Richer Training of Neural Networks

Based on the principles of higher nervous activity inherent in the mammalian brain, which is constantly engaged in prediction, some progress has recently been made in reinforcement learning, which now takes into account the importance of such predictions. Right off the bat, I can recommend you two similar jobs:

In both of these papers, the authors supplement the typical default policy of their neural networks with the results of predictions regarding the state of the environment in the future. In the first article, prediction is applied to a variety of measurement variables, and in the second, changes in the environment and the behavior of the agent as such. In both cases, the sparse signal associated with positive reinforcement becomes much richer and more informative, providing both accelerated learning and the acquisition of more complex behavior patterns. Such enhancements are only available with gradient signal methods, not with black box methods such as ES.

In addition, learning by doing and gradient methods are much more effective. Even in those cases when it was possible to study a particular problem using the ES method faster than using reinforcement learning, the gain was achieved due to the fact that many times more data was involved in the ES strategy than with RL. Reflecting in this case on the principles of learning from animals, we note that the result of learning from someone else's example manifests itself after many generations, while sometimes a single event experienced from one's own experience is enough for an animal to learn a lesson forever.
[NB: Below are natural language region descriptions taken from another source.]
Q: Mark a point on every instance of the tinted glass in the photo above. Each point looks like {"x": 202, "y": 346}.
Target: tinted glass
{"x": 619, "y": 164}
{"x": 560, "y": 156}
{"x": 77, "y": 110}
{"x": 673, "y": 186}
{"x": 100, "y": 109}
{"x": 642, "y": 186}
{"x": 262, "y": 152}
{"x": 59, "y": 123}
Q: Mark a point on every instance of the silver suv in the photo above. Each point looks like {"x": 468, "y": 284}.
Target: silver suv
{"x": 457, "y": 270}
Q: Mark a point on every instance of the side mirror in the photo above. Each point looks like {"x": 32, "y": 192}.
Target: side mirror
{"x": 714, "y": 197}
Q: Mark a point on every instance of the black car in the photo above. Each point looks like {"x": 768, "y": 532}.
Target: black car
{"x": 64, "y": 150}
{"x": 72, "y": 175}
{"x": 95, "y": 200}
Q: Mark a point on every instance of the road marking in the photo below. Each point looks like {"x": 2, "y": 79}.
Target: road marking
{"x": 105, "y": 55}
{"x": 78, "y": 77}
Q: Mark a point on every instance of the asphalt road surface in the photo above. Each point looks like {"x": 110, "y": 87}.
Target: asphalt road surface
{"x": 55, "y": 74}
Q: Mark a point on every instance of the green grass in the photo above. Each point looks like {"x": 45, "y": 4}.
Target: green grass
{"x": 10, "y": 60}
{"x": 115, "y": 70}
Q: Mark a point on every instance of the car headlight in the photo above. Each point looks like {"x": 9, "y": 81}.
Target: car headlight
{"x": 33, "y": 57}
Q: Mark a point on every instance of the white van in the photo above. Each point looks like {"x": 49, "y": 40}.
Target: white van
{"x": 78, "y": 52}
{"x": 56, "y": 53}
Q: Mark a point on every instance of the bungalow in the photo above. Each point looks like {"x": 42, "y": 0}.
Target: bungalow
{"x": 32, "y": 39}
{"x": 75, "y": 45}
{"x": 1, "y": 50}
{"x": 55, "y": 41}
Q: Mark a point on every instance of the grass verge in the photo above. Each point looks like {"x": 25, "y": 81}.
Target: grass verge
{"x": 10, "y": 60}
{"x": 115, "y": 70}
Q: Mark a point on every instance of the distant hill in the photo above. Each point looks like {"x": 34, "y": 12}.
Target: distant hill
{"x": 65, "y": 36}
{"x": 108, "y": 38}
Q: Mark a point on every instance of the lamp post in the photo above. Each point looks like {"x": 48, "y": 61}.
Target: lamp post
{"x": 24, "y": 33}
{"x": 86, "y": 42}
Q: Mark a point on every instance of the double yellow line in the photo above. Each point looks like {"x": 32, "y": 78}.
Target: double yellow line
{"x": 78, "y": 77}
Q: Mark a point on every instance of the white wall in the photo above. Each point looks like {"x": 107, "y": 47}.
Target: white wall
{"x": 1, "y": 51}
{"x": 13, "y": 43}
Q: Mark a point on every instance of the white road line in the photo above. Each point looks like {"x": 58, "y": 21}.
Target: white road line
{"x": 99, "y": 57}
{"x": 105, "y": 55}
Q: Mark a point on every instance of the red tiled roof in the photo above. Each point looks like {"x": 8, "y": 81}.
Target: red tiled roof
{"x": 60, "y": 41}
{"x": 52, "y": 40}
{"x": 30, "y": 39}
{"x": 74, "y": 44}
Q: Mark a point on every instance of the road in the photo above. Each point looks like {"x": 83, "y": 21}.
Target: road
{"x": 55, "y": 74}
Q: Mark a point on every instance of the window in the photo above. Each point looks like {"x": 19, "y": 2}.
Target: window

While similar learning without examples while it does not quite fit into traditional gradient methods, it is much more intelligible than ES. There are, for example, approaches such as neural episodic control, where Q-values ​​are stored during training, after which the program checks against them before taking actions. It turns out a gradient method that allows you to learn how to solve problems much faster than before. In an article on neural episodic control, the authors mention the human hippocampus, which is able to retain information about an event even after a single experience and, therefore, plays critical role in the process of remembering. Such mechanisms require access to the internal organization of the agent, which is also by definition impossible in the ES paradigm.

So why not combine them?

Probably much of this article could have left the impression that I am advocating RL methods. However, in fact, I believe that in the long run, the best solution is a combination of both methods, so that each is used in the situations in which it is best suited. Obviously, in the case of many reactive policies or in situations with very sparse positive reinforcement signals, the ES wins, especially if you have the computing power at your disposal, on which you can run massively parallel learning. On the other hand, gradient methods using reinforcement learning or supervised learning will be useful when we have a lot of feedback available and the problem needs to be learned quickly and with less data.

Turning to nature, we find that the first method, in essence, lays the foundation for the second. That is why, in the course of evolution, mammals have developed a brain that allows them to learn extremely effectively from the material of complex signals coming from the environment. So the question remains open. Perhaps evolutionary strategies will help us invent effective learning architectures that will be useful for gradient learning methods as well. After all, the solution found by nature is indeed very successful.